Characterization of Transfer Using Multi-task Learning Curves
This work addresses the challenge of understanding transfer learning mechanisms for researchers and practitioners, though it appears incremental as it builds on existing multi-task learning approaches.
The authors tackled the problem of characterizing transfer effects in machine learning by proposing to model them using multi-task learning curves that track inductive performance across varying sample sizes, rather than through gradient updates during training. Their results on a drug-target interaction benchmark show that learning curves better capture multi-task learning effects and can delineate pairwise and contextual transfer effects in foundation models.
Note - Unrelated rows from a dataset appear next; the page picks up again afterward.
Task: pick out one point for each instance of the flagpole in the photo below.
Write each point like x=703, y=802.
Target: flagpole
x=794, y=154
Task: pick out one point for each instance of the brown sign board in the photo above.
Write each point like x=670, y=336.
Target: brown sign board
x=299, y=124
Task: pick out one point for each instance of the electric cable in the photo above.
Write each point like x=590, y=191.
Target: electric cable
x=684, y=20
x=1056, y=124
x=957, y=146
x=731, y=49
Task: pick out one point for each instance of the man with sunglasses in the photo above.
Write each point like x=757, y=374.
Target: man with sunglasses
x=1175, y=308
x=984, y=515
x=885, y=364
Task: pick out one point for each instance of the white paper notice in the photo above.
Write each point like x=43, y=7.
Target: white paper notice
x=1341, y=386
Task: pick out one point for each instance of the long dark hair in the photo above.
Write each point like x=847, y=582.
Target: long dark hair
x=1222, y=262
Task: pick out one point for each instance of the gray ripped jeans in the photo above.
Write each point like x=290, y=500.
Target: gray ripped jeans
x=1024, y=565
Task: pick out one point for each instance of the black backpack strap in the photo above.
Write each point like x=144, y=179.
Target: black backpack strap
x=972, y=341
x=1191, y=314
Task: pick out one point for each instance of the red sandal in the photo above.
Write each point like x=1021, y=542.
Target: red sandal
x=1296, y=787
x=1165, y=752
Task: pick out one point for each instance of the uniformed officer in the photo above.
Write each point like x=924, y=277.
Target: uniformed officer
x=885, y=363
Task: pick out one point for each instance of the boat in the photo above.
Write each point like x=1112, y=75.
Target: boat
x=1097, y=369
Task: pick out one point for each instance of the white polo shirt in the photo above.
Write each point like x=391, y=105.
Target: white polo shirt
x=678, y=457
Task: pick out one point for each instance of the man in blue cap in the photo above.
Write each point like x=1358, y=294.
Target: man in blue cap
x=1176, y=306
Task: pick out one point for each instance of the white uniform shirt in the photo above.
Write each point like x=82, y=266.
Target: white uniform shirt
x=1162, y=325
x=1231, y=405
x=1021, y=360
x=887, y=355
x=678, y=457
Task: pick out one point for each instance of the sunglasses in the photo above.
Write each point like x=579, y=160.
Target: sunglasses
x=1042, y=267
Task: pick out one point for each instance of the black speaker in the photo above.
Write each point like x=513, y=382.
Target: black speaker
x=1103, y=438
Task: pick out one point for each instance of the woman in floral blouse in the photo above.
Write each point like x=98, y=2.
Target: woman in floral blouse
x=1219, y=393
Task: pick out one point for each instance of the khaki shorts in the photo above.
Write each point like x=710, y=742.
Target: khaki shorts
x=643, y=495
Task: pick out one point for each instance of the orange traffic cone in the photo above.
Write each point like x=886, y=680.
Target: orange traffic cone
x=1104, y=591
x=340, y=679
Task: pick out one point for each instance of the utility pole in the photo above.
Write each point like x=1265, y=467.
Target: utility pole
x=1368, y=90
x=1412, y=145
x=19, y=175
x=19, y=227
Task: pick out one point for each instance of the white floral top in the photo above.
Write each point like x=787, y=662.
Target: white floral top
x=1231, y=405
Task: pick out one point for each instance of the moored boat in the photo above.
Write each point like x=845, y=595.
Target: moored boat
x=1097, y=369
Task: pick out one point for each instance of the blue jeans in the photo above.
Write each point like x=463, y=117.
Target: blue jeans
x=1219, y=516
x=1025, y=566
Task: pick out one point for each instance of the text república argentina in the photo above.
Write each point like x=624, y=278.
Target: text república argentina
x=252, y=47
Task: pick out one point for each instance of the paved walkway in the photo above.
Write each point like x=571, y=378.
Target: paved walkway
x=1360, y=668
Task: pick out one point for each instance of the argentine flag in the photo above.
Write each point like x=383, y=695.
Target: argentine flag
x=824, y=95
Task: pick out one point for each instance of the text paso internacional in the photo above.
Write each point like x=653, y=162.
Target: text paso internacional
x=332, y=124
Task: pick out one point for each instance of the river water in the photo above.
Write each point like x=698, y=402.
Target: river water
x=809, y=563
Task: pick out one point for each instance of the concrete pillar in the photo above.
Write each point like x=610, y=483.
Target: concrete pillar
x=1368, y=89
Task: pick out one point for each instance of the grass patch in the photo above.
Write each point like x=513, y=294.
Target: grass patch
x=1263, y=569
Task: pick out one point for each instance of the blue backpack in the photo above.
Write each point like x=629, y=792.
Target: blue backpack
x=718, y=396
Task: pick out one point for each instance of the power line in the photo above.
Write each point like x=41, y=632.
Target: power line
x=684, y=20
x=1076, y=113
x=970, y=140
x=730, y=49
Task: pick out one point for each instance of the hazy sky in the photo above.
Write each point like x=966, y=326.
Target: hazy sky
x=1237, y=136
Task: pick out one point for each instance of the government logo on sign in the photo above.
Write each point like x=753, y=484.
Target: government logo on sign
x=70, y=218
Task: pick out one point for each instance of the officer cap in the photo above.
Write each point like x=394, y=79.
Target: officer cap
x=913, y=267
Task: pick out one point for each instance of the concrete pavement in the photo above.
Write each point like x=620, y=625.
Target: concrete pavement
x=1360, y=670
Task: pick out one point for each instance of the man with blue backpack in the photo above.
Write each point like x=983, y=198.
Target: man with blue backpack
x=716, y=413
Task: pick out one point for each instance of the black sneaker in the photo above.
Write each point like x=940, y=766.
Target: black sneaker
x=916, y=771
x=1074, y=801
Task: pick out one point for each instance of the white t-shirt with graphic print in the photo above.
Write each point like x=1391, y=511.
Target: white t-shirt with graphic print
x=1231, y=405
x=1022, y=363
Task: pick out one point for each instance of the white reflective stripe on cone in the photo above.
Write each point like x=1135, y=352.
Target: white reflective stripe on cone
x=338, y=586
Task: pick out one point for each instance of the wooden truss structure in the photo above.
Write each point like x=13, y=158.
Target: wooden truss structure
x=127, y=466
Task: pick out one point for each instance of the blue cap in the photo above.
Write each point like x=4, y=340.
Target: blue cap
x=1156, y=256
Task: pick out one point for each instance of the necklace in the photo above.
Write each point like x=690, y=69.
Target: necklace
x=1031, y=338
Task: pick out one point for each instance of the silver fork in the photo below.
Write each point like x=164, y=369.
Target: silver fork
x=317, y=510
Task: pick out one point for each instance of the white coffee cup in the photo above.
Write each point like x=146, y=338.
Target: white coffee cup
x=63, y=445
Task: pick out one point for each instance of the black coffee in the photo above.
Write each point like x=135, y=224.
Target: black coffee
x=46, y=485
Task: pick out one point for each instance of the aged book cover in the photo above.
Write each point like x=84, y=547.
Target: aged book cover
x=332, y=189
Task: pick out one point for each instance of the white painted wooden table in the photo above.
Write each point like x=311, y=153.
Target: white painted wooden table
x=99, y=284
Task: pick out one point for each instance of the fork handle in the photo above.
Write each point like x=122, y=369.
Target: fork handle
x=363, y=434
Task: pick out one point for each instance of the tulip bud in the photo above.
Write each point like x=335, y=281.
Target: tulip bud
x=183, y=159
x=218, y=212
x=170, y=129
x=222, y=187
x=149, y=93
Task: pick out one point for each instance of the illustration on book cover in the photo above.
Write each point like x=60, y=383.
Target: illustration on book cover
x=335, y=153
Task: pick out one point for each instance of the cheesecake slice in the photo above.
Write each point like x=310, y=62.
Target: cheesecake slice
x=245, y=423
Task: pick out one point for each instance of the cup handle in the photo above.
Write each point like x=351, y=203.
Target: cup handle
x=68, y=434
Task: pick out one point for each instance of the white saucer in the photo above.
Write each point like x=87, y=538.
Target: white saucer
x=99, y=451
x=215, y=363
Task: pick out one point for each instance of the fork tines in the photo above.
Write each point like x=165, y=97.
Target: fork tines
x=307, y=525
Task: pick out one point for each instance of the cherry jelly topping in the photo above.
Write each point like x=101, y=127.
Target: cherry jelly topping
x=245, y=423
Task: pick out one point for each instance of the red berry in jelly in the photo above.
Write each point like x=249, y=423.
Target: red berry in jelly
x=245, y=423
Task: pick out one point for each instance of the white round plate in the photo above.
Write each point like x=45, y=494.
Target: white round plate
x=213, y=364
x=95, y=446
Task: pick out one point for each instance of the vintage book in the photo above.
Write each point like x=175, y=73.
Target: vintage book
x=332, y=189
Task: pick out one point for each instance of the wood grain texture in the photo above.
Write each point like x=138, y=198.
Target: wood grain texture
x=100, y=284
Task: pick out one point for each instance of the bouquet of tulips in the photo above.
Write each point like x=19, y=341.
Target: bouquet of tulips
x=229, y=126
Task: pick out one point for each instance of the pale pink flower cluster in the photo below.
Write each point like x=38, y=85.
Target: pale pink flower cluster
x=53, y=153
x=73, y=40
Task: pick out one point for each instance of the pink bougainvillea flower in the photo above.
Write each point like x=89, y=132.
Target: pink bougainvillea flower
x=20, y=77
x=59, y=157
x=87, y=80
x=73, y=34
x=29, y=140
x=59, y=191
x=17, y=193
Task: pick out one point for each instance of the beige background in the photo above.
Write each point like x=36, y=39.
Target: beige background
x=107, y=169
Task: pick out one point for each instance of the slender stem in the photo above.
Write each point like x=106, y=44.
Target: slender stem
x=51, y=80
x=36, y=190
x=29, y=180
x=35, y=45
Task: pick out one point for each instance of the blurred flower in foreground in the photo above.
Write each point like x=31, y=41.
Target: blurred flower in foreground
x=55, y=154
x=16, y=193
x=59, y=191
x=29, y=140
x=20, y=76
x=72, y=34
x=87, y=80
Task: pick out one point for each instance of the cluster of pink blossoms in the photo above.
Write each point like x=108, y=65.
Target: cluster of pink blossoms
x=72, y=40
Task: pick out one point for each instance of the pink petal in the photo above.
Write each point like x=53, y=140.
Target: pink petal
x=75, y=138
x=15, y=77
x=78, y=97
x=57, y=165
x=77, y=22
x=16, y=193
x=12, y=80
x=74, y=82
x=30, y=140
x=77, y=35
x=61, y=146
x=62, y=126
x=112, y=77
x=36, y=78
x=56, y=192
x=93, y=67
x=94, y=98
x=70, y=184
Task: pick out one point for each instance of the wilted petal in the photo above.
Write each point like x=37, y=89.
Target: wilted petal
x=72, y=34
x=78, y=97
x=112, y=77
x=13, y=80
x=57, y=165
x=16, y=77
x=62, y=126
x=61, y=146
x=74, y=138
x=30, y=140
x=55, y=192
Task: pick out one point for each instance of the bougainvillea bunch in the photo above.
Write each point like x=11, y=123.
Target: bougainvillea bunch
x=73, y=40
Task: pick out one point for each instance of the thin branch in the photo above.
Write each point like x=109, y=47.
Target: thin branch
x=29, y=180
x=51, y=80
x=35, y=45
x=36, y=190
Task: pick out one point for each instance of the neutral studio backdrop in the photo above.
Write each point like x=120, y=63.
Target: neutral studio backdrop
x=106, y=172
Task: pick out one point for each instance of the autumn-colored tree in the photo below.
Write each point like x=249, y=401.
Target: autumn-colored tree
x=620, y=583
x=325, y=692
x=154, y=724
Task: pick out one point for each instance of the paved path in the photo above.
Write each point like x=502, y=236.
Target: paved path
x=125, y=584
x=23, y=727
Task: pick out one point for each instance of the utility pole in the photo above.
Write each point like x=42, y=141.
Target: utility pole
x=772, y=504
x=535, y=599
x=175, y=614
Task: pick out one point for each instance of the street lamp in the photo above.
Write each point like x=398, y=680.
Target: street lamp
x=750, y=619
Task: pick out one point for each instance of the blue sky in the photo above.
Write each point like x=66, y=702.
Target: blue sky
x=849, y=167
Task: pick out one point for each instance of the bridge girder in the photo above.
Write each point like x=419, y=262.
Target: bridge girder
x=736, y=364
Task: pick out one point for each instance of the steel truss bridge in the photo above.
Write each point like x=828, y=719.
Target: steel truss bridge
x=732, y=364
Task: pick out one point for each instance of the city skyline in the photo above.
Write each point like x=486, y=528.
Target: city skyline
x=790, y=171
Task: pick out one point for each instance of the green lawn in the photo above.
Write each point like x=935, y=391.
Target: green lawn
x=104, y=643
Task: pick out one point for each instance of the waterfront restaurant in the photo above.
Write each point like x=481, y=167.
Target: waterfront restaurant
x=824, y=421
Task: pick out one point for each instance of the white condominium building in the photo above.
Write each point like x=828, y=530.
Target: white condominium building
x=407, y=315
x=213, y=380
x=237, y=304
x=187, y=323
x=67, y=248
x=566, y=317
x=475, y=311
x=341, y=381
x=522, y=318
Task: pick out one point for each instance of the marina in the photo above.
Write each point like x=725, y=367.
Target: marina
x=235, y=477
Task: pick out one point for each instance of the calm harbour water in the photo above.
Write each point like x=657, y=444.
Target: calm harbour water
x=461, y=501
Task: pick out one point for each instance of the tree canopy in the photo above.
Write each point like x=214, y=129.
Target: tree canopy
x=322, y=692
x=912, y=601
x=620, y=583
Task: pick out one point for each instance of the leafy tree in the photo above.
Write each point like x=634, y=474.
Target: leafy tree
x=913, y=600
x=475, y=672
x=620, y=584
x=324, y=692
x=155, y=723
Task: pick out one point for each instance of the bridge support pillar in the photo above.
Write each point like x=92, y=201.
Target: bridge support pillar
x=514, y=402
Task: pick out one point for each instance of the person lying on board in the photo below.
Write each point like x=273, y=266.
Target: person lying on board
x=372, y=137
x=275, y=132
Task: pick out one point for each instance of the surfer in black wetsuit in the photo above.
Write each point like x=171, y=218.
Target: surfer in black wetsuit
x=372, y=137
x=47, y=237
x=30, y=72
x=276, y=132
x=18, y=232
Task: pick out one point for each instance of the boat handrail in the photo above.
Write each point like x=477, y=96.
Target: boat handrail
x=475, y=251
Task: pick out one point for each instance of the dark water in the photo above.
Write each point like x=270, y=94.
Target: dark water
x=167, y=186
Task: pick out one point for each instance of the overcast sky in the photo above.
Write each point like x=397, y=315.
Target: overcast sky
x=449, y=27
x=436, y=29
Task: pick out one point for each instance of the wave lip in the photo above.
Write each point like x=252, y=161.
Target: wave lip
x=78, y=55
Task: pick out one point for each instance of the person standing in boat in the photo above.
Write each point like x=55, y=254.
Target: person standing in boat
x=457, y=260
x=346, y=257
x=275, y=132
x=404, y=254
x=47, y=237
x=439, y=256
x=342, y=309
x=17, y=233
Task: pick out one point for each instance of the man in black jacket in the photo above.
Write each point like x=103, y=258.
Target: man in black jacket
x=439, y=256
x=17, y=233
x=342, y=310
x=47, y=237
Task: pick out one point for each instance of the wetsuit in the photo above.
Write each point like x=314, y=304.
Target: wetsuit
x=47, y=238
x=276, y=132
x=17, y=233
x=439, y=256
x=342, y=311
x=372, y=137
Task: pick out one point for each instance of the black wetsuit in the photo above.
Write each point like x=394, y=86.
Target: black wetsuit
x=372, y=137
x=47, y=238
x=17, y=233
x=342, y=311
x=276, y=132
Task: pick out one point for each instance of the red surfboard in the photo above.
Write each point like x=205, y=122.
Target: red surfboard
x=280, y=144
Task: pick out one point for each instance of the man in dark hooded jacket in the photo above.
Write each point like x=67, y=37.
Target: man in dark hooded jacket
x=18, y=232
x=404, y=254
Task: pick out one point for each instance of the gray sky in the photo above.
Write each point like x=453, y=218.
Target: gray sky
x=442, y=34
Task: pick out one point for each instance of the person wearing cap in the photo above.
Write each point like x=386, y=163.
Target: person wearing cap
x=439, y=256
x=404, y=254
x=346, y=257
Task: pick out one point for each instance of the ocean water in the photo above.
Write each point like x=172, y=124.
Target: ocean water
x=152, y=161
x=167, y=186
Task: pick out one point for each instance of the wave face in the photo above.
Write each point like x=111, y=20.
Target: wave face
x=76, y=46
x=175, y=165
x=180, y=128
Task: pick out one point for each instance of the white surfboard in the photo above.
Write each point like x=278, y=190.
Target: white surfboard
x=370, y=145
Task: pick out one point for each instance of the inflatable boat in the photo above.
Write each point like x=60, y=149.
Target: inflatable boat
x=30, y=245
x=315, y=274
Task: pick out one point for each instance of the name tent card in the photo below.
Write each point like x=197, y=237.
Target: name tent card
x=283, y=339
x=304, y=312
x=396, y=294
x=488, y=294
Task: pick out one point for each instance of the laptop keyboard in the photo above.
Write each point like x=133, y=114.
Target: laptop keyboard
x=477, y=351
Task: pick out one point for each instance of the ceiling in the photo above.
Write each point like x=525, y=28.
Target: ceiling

Transfer effects manifest themselves both during training using a fixed data set and in inductive inference using accumulating data. We hypothesize that perturbing the data set by including more samples, instead of perturbing the model by gradient updates, provides a complementary and more fundamental characterization of transfer effects. To capture this phenomenon, we quantitatively model transfer effects using multi-task learning curves approximating the inductive performance over varying sample sizes. We describe an efficient method to approximate multi-task learning curves analogous to the Task Affinity Grouping method applied during training. We compare the statistical and computational approaches to transfer, which indicates considerably higher compute costs for the previous but better power and broader applicability. Evaluations are performed using a benchmark drug-target interaction data set. Our results show that learning curves can better capture the effects of multi-task learning and their multi-task extensions can delineate pairwise and contextual transfer effects in foundation models.